Wednesday, 20 December 2023

Art Exhibitions of the year 2023

 

Elias, Bodegon, 1933

This year, I’ve written about ten exhibitions, ordered in approximately reverse chronological order of viewing: 

  • Frans Hals (National Gallery)
  • Real Families (Fitzwilliam)
  • Black Atlantic (Fitzwilliam)
  • Rubens and Women (Dulwich)
  • Morandi (Estorick)
  • Labyrinth (Fitzwilliam)
  • Sussex Landscape (Pallant House)
  • Islanders (Fitzwilliam)
  • Cezanne (Tate)
  • Feliu Elias (MNAC, Barcelona)

Of those, my top three were:

Feliu Elias, a painter I’d never heard of before seeing this exhibition, and what a revelation! A painter who could move confidently between cartoons, and still lifes and portraits in oil, and impresses by the seriousness and thoroughness with which he approaches both. The most mundane, everyday objects, such as saucepans, are treated almost with reverence.  

Rubens, for his ravishing depiction of women – even his works of classical mythology end up having the same figure as his wife. I don’t think the TLS review of this show (by Breeze Barrington) did the exhibition justice. She complained that the women in the paintings are “not the focus”, and  “it would help to say more about who they [the women in the paintings] were in their own right”. Yet we don’t ask Frans Hals (or any portrait painter) to tell us all about the characters. The job of the portrait painter is to bring the sitter to life through their expression, their form. 

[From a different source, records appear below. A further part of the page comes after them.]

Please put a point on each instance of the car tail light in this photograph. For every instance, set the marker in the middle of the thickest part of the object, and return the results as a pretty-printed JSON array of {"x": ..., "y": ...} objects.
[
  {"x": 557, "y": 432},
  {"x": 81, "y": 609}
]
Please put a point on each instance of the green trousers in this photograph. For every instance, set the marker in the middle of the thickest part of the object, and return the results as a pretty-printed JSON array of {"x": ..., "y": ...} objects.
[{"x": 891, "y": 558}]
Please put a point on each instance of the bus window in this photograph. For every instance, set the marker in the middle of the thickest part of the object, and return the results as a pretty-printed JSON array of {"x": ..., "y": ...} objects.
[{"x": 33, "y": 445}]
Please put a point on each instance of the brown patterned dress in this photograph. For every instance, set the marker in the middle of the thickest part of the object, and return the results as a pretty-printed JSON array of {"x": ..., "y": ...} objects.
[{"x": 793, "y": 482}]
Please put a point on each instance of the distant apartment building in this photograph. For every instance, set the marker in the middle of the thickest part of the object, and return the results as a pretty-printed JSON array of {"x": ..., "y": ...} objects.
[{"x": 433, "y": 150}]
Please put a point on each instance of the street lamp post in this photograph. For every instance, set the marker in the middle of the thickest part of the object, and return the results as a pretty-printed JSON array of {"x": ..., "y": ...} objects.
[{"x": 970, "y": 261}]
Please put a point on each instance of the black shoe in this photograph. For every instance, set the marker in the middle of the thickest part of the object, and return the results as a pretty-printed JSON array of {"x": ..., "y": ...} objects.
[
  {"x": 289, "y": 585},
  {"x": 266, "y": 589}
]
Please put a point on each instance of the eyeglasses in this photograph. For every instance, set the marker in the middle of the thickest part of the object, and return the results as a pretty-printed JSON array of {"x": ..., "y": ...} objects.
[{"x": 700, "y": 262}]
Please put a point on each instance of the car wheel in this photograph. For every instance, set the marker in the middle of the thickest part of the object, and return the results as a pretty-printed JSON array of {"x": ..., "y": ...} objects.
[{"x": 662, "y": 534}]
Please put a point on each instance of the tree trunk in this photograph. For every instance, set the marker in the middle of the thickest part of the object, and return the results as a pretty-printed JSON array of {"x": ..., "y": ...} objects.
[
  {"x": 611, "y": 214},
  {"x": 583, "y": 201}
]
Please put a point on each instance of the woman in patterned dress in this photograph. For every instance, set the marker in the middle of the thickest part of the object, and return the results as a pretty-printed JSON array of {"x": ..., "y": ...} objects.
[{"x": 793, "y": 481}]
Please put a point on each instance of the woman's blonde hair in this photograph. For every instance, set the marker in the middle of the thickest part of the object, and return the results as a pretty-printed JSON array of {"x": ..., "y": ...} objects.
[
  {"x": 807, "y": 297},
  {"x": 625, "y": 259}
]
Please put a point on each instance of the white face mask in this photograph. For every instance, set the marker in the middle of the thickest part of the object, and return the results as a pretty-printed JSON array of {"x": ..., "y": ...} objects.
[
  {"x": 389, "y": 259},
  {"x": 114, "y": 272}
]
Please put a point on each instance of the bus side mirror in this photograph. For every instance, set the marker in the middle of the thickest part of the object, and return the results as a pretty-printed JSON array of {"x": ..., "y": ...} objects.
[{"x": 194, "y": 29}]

Frans Hals, whose paintings stand out so powerfully that you can recognize then at the other end of a gallery. If portrait painting is bringing a figure to life, then Hals reveals a whole living world. 

All in all, a great year for art, even if (as I noticed most in the Real Families exhibition) there is an increasing tendency to curate art exhibitions by criteria very different to quality of the artwork - a rather worrying trend.